- Нет.
Я стоял, сложив опущенные руки перед собой и смотрел ему в глаза. Глаза не врали.
- Я верю тебе, князь, - сказал я, надавил пальцем на камень перстня, и сделал маленький шаг к нему, чуть выдвинув вперёд свою правую руку раскрытой ладонью вверх.
Он поднялся с кресла и подошёл ко мне. Посмотрел на мою ладонь, и уверенно пожал её. Яд из моего перстня смочил ему ладонь.
- Не волнуйся так, - сказал он, растирая мой "пот" другой ладонью. - Вот это и есть "политик". Искусство договариваться.
* * *
- Согласен. Это и есть настоящий "политик", - подтвердил я его слова и свои мысли, тщательно смывая яд с тонкой силиконовой перчатки "под натуральную кожу". Хотя я и принял противоядие, но гигиену никто не отменял, да и пригодиться ещё может сей "реквизит".
Фамильный перстень князей Телятевских, отданный мне дедом Михаилом, я переделал "на всякий случай" ещё там, в двадцать первом веке и заполнил димексидом , смешенным один к трём с весьма распространённым здесь "долгоиграющим" ядом.
- Дайте пожрать, командиру.
- Чой то ты по-немецки заговорил, княже, как из Новогорода пришёл? - Спросил, хитро щурясь, десятский, поливавший мне из фляги, отдавая рушник.

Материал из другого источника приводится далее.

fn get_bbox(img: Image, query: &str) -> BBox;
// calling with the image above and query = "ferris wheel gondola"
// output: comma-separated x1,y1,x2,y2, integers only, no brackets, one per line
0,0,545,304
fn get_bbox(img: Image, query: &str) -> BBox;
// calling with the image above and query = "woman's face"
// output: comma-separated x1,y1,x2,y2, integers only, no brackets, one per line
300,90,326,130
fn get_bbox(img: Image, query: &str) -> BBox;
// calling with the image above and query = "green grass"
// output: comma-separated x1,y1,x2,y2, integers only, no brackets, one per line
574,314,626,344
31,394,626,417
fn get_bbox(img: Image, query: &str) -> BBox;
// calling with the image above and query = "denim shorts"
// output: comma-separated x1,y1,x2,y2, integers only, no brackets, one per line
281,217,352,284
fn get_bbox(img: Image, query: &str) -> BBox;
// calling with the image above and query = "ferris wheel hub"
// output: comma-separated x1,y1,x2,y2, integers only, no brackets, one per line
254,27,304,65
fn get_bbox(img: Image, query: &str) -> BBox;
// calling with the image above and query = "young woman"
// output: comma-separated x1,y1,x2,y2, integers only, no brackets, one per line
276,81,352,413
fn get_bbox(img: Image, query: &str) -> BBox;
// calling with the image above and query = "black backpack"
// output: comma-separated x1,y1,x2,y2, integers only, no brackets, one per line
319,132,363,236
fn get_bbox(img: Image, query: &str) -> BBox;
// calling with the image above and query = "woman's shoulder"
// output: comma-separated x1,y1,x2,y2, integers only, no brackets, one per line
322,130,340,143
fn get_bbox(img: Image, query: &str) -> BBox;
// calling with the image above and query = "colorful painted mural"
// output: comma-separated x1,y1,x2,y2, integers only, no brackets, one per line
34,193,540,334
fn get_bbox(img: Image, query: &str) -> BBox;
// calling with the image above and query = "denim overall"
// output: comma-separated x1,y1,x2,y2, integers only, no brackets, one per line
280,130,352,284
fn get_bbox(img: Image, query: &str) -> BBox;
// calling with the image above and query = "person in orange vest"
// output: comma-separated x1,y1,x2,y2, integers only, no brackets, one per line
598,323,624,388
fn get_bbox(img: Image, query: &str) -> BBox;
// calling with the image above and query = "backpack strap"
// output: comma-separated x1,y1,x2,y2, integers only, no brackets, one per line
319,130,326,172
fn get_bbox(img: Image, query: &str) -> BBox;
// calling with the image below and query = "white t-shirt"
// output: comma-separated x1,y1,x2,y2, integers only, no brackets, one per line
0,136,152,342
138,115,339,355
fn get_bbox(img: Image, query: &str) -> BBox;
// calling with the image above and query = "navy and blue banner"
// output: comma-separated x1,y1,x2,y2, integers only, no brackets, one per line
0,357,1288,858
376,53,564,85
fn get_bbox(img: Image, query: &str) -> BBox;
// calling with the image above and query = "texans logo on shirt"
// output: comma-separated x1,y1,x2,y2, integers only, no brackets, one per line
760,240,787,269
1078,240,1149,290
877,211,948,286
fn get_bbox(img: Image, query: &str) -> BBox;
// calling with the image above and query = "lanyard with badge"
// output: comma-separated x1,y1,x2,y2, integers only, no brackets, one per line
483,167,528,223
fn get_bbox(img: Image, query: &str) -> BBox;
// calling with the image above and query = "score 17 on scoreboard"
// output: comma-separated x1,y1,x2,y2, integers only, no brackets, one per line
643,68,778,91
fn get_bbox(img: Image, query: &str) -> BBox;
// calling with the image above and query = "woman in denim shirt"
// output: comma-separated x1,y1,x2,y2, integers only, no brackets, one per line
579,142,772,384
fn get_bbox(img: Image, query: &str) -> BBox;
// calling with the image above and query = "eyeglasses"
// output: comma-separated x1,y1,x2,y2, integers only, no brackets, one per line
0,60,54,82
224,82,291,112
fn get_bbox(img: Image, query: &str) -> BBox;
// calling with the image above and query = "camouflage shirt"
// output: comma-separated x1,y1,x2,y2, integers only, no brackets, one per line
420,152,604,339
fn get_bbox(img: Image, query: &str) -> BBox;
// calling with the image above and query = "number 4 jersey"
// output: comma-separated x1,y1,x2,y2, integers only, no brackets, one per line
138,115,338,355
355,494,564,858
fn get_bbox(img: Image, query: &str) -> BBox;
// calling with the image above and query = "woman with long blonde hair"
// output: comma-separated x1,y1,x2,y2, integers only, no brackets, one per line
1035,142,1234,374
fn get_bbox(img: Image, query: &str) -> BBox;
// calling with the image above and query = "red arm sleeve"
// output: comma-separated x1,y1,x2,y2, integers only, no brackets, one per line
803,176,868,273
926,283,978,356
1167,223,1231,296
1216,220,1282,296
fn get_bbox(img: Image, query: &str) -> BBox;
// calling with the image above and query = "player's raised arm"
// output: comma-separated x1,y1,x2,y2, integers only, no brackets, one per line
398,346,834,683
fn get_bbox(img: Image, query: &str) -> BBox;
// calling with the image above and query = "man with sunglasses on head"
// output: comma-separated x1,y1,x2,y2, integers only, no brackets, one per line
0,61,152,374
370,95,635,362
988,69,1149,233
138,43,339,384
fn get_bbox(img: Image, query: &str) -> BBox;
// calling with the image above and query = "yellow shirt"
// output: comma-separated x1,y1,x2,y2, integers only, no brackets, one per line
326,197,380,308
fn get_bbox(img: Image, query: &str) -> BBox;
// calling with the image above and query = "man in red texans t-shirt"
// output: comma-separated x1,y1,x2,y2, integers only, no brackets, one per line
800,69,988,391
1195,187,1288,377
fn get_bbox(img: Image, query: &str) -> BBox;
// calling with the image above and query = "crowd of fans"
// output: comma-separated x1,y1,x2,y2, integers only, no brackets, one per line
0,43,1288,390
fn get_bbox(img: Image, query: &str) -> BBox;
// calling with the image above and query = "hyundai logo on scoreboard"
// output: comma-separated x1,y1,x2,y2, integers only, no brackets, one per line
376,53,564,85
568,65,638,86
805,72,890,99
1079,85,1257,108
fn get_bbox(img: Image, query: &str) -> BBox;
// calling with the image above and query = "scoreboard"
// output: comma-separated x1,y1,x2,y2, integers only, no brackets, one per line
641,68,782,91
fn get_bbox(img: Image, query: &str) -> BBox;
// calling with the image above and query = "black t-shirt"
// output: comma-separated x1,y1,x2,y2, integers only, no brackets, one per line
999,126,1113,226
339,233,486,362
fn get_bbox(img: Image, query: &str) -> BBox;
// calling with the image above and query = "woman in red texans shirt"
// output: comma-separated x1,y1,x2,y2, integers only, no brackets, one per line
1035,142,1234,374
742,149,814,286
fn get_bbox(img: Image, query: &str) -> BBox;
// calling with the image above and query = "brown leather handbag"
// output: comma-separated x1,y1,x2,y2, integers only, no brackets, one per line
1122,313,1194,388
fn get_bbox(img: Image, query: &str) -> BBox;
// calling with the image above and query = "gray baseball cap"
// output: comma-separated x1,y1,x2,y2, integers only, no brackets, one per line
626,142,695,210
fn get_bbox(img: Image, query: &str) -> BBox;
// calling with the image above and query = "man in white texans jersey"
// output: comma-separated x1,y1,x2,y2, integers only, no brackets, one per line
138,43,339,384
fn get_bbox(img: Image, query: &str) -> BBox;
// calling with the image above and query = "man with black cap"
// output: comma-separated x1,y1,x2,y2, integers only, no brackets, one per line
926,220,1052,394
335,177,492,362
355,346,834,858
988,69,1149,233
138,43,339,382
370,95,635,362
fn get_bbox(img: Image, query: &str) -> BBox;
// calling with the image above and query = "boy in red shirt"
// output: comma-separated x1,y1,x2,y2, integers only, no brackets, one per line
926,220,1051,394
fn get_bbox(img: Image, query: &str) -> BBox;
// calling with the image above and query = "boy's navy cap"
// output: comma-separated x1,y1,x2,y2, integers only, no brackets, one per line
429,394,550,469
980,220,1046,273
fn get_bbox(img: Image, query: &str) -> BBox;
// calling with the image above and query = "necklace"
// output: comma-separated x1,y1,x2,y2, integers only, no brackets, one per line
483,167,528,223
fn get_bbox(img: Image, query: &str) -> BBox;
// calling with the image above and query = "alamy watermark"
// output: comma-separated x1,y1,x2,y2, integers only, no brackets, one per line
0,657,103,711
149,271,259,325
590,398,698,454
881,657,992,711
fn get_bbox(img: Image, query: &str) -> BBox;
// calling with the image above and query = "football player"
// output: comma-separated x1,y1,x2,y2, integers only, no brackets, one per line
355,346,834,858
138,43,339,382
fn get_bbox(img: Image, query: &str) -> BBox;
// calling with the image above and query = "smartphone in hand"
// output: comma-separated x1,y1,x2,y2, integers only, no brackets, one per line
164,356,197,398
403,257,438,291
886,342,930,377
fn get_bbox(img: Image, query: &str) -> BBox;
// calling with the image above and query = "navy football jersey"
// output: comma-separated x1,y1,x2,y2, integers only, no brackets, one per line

- Заговоришь тут... У них... Этих... Немцев по городу ходит... Как собак. "Гав-гав-гав", "гав-гав-гав", токмо и слышно, то собака, то немец лают.
Все, рассмеялись.
- Садись, командир. Ешь кулеш, - сказал Гринька.
Мы сидели на положенных на землю сёдлах и обедали, когда приехал гонец от князя Дмитрия Шемяки, и передал мне ответную грамоту, лежащую в том же футляре.
Утром мы выехали в обратный путь. Проскочив новгородские земли, по своим мы ехали не спеша. Доехав до Твери и переночевав на подворье князя Микулина, то есть меня, мы двинулись на Москву.
* * *
- Я рад тебя видеть, Михась - сказал Иван, обнимая меня.
- И я рад. Здрав будь, Великий Князь.
- Привёз что от Шемяки?
- Привёз, сказал я, но боюсь Василь Василичу ответ Шемяки не по нраву будет.